Using this tool, you can calculate the electric field along a bond or between atoms due to molecules or residues in the system.

Compiling MDI-Tinker and ELECTRIC

To get started with ELECTRIC, you should first clone this repository:

git clone --recurse-submodules https://github.com/WelbornGroup/ELECTRIC.git

If you are using conda, you can create an environment with the appropriate dependencies using the provided environment.yaml file:

cd ELECTRIC
conda env create -f environment.yaml

Installation of ELECTRIC and MDI-enabled Tinker are bundled in one convenient build script.

./build.sh

In certain environments, it may be necessary to manually set the compilers. This can be done when calling the build.sh script. For example, to compile on NERSC's Cori system, you can do:

module load PrgEnv-gnu
git clone --recurse-submodules https://github.com/WelbornGroup/ELECTRIC.git
cd ELECTRIC
CC=cc FC=ftn ./build.sh

Upon successfull building, you will have the ELECTRIC driver in ELECTRIC/ELECTRIC/ELECTRIC.py, and the needed Tinker executable (dynamic.x) in ELECTRIC/modules/Tinker/build/tinker/source/dynamic.x . The location of these files can be found in text files in ELECTRIC/test/locations/ELECTRIC and ELECTRIC/test/locations/Tinker_ELECTRIC. You will need these for using ELECTRIC.

Python Dependencies

In order to run ELECTRIC, you will need to be in a python environment which has numpy and pandas installed. If you are using conda, the provided environment.yaml and created environment will have the necessary dependencies. If you are not using the provided conda environment, you will need to make sure that you have NumPy and pandas installed to use ELECTRIC.

Testing

You can now run a quick test of the driver by changing directory to the ELECTRIC/test/bench5 directory and running the tcp.sh script:

./tcp.sh

This script will run a short Tinker dynamics simulation that includes periodic boundary conditions. This command is on line 20 of the provided file. This is a standard Tinker call, as you would normally run a simulation. If you are performing post processing on a simulation, you will not use this line.

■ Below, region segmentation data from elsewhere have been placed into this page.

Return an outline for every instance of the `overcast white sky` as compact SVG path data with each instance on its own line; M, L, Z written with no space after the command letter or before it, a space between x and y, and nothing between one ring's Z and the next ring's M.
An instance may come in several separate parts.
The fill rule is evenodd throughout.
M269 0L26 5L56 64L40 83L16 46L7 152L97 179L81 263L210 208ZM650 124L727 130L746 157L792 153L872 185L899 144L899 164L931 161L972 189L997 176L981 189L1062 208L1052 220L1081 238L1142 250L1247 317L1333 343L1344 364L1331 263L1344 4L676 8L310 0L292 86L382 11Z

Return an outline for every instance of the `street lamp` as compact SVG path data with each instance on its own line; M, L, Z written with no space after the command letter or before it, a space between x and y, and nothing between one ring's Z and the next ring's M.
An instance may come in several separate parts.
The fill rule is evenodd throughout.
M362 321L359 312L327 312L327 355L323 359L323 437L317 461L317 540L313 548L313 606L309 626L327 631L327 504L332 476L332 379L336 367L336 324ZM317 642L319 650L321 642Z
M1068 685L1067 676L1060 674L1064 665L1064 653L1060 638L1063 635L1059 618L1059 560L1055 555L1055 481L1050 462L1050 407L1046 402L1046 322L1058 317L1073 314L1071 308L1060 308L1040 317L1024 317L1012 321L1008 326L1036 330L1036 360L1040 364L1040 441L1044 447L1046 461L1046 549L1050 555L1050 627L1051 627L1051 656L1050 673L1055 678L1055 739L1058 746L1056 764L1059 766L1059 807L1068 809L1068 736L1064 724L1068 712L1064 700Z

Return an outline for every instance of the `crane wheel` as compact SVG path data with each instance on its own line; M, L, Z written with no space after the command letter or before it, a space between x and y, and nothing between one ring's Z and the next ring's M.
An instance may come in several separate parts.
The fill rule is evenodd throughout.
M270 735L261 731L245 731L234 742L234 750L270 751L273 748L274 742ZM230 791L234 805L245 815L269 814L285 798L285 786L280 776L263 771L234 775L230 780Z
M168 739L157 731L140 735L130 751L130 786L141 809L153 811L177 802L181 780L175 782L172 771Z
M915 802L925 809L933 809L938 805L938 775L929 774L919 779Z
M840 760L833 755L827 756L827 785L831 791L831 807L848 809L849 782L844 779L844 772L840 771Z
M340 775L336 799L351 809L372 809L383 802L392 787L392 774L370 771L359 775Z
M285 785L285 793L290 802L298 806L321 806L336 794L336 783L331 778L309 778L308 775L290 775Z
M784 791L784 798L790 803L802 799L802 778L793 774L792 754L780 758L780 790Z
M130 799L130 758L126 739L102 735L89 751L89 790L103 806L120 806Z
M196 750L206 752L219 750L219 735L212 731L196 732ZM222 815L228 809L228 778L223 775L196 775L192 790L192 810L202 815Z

${TINKER_LOC} bench5 -k bench5.key 10 1.0 0.001999 2 300.00 > Dynamics.log

The script then launches an instance of Tinker as an MDI engine, which will request a connection to the driver and then listen for commands from the driver. This command is similar to running a simulation with Tinker, except that it uses a modified Tinker input file (more on this below), and adds an additional command line argument which passes information to MDI (-mdi "role ENGINE -name NO_EWALD -method TCP -port 8022 -hostname localhost"):

{TINKER_LOC} bench5 -k no_ewald.key -mdi "-role ENGINE -name NO_EWALD -method TCP -port 8022 -hostname localhost" 10 1.0 0.001999 2 300.00 > no_ewald.log &

The script will then launch an instance of the driver in the background, which will listen for connections from an MDI engine:

python ${DRIVER_LOC} -probes "1 40" -snap bench5.arc -mdi "-role DRIVER -name driver -method TCP -port 8022" --bymol &

The driver's output should match the reference output file (proj_totfield.csv) in the sample_analysis directory.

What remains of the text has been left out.